Efficiency in production and use
The plug-in concept aims to make handling easier while still ensuring maximum reliability of the network connections. Even the connector shows that efficiency was the focus of development. Instead of ceramics, a ferrule made of high-precision injection-molded plastic with grooves is used; there are no holes. Inside the injection-molded part is the SLR collimating lens, which expands the beam and also refocuses it.
The fibers can be automatically positioned and glued into the injection-molded ferrule. Even without the use of guide pins, they are fixed in such a way that deviation in fiber alignment is virtually impossible. There is also no need for time-consuming polishing of the fiber ends, and damage to the fibers through mutual contact is also ruled out.

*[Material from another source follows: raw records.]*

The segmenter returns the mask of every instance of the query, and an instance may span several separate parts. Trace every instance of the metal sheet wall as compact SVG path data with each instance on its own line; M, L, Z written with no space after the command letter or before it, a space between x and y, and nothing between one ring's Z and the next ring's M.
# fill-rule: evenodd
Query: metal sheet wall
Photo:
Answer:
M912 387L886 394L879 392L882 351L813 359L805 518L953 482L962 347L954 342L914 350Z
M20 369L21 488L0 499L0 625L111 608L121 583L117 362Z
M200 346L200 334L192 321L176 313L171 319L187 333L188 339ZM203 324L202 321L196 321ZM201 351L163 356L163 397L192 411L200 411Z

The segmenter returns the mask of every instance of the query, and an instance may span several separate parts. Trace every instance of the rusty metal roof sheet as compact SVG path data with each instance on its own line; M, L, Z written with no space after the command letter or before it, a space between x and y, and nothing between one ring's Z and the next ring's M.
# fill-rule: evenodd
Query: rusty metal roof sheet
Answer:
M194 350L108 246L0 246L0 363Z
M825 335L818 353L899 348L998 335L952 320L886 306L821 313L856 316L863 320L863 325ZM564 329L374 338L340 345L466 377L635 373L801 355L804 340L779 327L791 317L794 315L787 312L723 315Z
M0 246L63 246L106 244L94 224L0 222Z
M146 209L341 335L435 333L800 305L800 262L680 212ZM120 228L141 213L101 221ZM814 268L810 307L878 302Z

At the same time, this mating concept reduces the amount of work previously involved in each mating process. And last but not least, it also reduces the demands on the personnel carrying out the cabling - without compromising the operational reliability of the fiber optic network.
Suitable for numerous applications
At present, applications are focusing on complex backplane cabling, for example. But the increase in IoT applications with correspondingly powerful networks, for example in building cabling, is also a driver for the use of EBO technology. Further applications are already emerging, as the new technology shows its strengths particularly in harsh environments.
Compared to other connector concepts, it is less sensitive to dust and also to vibrations. For example, it is particularly suitable for the use of 5G and edge computing in industrial production. Fiber optics are the only way to achieve the high bandwidths and low latencies in the backbone that are needed for Industry 4.0 in the long term.
The 5G networks themselves are also worth mentioning; FTTA (Fiber to the Antenna) is needed here. Insensitive networks with ever higher bandwidths are also in demand in mobile applications, for example in railroads and aircraft, where considerable vibrations occur during operation. Rosenberger OSI develops suitable connector systems for such applications together with the customers according to their individual requirements.
Together with the ongoing digitization of all areas of life and the economy, the use of fiber optics will continue to grow in importance, if only because of the higher bandwidths that can be realized. The advantages - in addition to the bandwidth, for example, the smaller diameter and the bridging of greater distances - have until now been countered by the complicated handling of plug-in processes. It was not only the complex handling, which takes a lot of time, that acted as a brake. It was also the know-how required for this, which restricted the circle of specialist personnel who could be entrusted with such tasks.
This is precisely where the easier-to-use Expanded Beam Optical Interconnect technology comes in. It opens up many new areas of application for high-bandwidth fiber optic technology. Faster mating processes and fewer restrictions on the selection of suitable personnel translate into lower costs and shorter project runtimes. This means that nothing stands in the way of the advance of this technology.